Micron Shares Head Higher on Earnings Beat
Memory storage company Micron reported its third quarter financial results this week that beat expectations.
The company reported revenue and adjusted earnings that came in better than expected causing shares to pop about 10% in after-hours trading on Tuesday.
For the quarter ended May 30th, Micron reported earnings of $1.05 per share, excluding certain items. This is compared to 79 cents per share that was expected by analysts, according to Refinitiv. Revenue reported was $4.79 billion while analysts had been expecting $4.69 billion according to Refinitiv.

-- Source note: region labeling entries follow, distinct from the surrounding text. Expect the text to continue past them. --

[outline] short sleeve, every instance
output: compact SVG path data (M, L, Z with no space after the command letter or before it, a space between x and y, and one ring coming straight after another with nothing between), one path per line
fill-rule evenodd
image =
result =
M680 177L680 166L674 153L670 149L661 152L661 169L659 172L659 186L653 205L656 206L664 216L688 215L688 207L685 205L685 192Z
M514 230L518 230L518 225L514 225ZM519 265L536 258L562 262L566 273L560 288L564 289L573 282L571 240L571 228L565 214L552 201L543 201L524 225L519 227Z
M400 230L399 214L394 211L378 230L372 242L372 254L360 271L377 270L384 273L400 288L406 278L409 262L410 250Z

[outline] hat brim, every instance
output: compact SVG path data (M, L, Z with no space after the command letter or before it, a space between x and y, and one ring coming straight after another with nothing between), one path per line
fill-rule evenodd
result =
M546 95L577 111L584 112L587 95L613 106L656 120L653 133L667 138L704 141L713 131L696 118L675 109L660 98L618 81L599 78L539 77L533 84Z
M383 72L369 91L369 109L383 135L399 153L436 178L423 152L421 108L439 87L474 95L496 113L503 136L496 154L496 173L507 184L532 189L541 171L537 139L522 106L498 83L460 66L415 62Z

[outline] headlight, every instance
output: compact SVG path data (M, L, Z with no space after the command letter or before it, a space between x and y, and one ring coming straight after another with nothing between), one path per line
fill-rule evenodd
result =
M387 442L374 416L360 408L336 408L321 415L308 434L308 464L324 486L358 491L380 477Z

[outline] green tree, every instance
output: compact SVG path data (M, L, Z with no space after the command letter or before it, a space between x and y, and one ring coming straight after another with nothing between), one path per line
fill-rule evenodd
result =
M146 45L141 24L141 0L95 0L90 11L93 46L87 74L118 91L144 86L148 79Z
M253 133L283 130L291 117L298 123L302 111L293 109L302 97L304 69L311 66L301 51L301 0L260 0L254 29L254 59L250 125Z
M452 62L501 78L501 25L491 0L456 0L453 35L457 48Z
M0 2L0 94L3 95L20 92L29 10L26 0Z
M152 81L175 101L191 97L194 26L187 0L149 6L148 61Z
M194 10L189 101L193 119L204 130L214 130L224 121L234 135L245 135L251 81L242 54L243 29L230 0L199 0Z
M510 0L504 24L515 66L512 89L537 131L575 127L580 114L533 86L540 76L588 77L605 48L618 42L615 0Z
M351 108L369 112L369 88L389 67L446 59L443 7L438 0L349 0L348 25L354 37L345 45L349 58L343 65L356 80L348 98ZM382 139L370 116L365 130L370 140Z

The company also revealed that revenue had declined 39 YOY for the quarter and that Huawei, represented 13% of the company’s revenue in the first six months of the 2019 fiscal year.
“To ensure compliance Micron immediately suspended shipments to Huawei and began a review of Micron products sold to Huawei to determine whether they are subject to the imposed restrictions,” Micron CEO Sanjay Mehrotra stated on the earnings call.
“Through this review we determined that we could lawfully resume shipping a subset of current products because they are not subject to export administration regulations and entity list restrictions. We have started shipping some orders of those products to Huawei in the last two weeks,” he added.
David Zinsner, the company’s CFO said that sales of DRAM and NAND products were both hit by the Huawei restrictions in the quarter.
“if Huawei continues to be on the entity list, then in fiscal year [2020] as well, we would have an impact compared to what our revenue with Huawei would have been if they were not on the entity listing,” Mehrotra also said.
JPMorgan Chase analysts led by Harlan Sur had recently lowered their estimates.
“While we continue to expect a 2H19 recovery in demand (we are getting more confident around cloud spending reacceleration starting in September), we acknowledge the shape of the recovery may be negatively impacted by trade tensions with potential demand destruction in consumer segments. Moreover, replacing bits sold to Huawei may take some time to normalize on substitution effects,” the analysts wrote.
The firm has an “overweight” rating on the stock.
Disclaimer: We have no position in Micron Technology, Inc. (NASDAQ: MU) have not been compensated for this article.